Tomorrow never knows...
It is not dying, it is not dying.

quarta-feira, 16 de junho de 2010

Ponte pênsil.

A ponte nem balança tanto assim, mas você tem medo ao olhar para baixo. Dá medo de cair alguma coisa do bolso, de enroscar o chinelo, de tropeçar. A ponte balança para lá, para cá e você anda em linha reta olhando em um ponto fixo. O outro lado sempre parece longe demais, mas não é.

As amizades são como pontes que balançam. Você confia que não vai cair, que apesar de balançar você vai chegar bem do outro lado. Seu amigo é o ponto fixo lá longe e a ponte a amizade. Quando abalada é difícil até enxergar o que tem do outro lado.
Pior ainda é saber como fazer para consertar isso. Será que dá?

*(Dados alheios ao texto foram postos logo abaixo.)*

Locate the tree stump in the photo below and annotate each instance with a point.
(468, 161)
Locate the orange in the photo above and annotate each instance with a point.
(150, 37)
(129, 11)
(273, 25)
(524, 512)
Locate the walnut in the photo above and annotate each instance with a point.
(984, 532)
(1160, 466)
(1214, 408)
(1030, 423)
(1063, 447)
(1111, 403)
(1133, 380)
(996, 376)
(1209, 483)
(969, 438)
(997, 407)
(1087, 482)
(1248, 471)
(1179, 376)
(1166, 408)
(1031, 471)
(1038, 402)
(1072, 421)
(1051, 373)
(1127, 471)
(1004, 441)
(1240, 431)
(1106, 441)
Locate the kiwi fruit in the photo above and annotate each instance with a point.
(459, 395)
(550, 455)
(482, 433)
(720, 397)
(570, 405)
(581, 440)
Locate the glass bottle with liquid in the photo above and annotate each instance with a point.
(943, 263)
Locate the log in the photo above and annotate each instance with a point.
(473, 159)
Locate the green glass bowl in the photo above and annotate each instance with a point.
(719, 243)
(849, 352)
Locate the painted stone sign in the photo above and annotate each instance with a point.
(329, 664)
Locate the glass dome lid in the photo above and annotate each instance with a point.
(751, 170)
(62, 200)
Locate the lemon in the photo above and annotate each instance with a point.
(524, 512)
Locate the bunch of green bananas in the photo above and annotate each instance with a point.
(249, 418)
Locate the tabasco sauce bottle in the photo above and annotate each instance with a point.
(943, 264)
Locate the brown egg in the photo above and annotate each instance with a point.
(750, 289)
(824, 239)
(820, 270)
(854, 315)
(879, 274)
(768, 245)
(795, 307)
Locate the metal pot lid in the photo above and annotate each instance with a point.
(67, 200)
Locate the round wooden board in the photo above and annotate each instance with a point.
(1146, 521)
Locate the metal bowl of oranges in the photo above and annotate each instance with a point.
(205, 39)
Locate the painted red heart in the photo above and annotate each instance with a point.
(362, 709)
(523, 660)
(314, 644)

É aí que você para no meio da ponte balançante e não sabe para onde ir. Você vai na direção de quem te abalou ou volta? Eu volto. Sempre volto. Eu preciso voltar. Não consigo caminhar e nem enxergar quando isso acontece. Eu volto para poder pensar e respirar. Só assim é que eu posso tentar de novo depois de um tempo.

Essas pontes são muito complicadas. É difícil ter pontes assim. Mas você sabe que mesmo que elas balancem, elas são indestrutíveis. Talvez nem tanto, mas você sempre pode tentar atravessar de novo.